Blind allocations are very bad, and an invitation to problematic memory leaks, because nowhere in YOUR code are you calling malloc(), calloc(), so you, or someone who later is tasked with maintaining your code, won't know to free() the pointer to that storage, because some function you called allocates memory without you knowing it (except for reading the function description and understanding that it's doing a blind allocation).

Since getline() will realloc() the memory your call to malloc(), calloc() provided if it's too small, it's best to just allocate your best guess as to the required storage with a call to calloc(), and make it clear what the pointer char *foo is doing. I don't believe getline() does anything with storage so long as that you have calloc()d is sufficient.

Keep in mind that the value of your pointer may get changed if getline() has to call realloc() to allocate more storage, as the new storage probably WILL be from a different location on the heap. IE: if you pass &foo, and foo's address is 12345, and getline() realloc()s your storage, and in a new location, foo's new address might be 45678.

This isn't an arguement against doing your own call to calloc(), because if you set foo=NULL, you're guaranteed that getline() will have to call realloc().

In summary, make a call to calloc() with some good guess as to size, which will make it obvious to anyone reading your code that memory IS BEING ALLOCATED which must be free()d, no matter what getline() does or doesn't do later.

if(NULL == line) {
     // getline() will realloc() if too small
    line = (char *)calloc(512, sizeof(char));
}
getline((char**)&line, (size_t *)&len, (FILE *)stdin);

Solution 5

Why use char **lineptr instead char *lineptr as a parameter of function getline?

char **lineptr is used because getline() asks for the adress of the pointer that points to where the string will be stored.
You would use char *lineptr if getline() expected the pointer itself(which wouldn't work, see why in ThisSuitIsBlackNot's answer)

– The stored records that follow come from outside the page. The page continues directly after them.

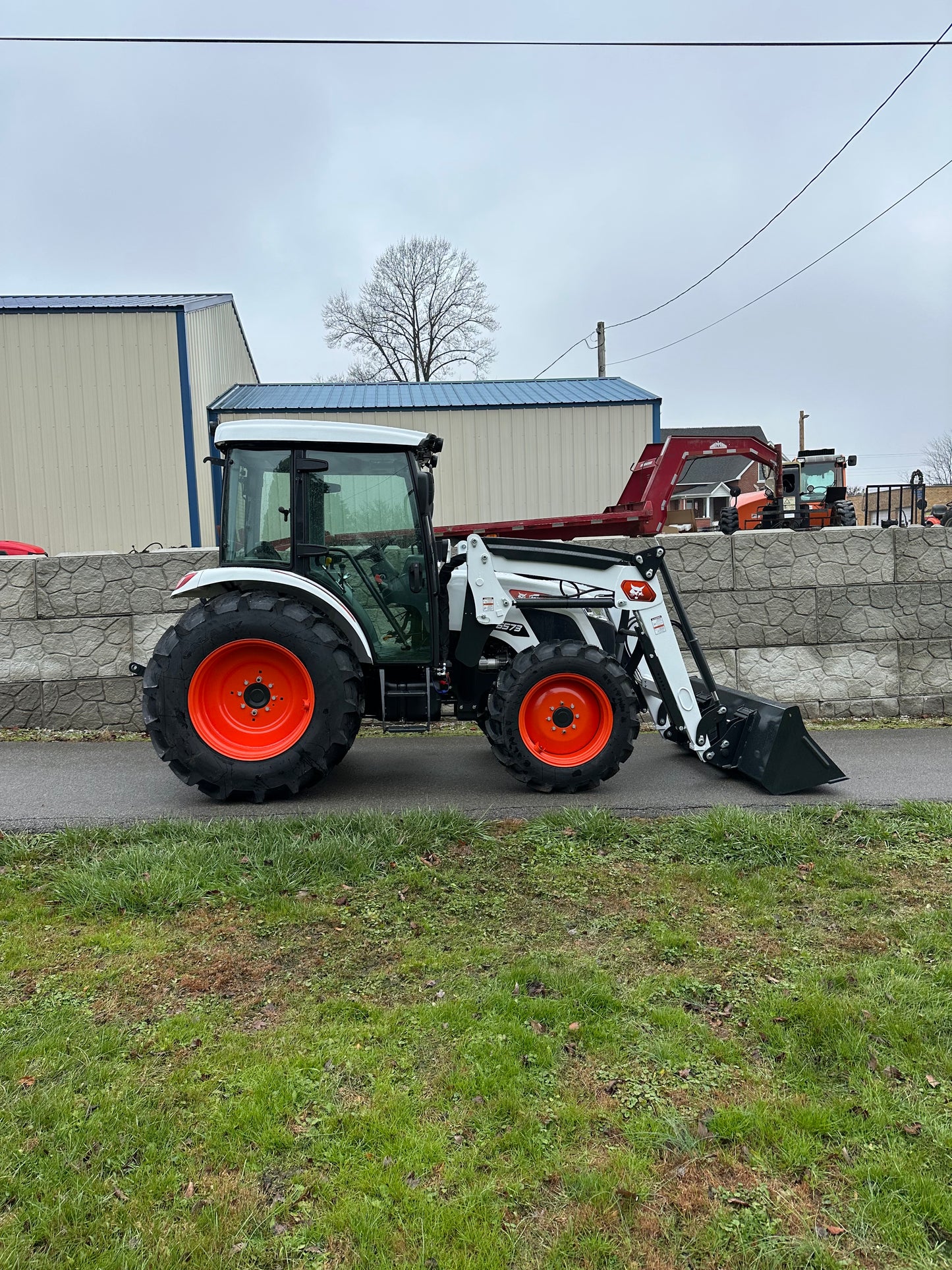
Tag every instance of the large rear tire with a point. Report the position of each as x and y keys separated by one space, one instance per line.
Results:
x=843 y=515
x=252 y=694
x=563 y=716
x=729 y=520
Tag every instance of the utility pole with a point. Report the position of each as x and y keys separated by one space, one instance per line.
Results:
x=802 y=440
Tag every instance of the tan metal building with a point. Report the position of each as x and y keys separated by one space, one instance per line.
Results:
x=513 y=447
x=103 y=422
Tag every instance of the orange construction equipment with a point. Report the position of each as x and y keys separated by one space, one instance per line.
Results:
x=642 y=507
x=814 y=497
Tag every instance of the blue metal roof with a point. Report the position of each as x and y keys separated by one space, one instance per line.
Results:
x=446 y=395
x=202 y=300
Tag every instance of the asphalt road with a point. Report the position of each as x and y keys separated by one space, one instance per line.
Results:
x=47 y=785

Why it is wrong when I use the following code:
char **my_string; bytes_read = getline(my_string, &nbytes, stdin);

The following would work:

char *my_string;
char **pointer_to_my_string = &my_string;
bytes_read = getline(my_string, &nbytes, stdin);

I am confused with * and &.

The * has a double meaning.
When used in a declaration of a pointer, e.g. a pointer to char, it means that you want a pointer to char instead of a char.
When used elsewhere, it gets the variable at which a pointer points.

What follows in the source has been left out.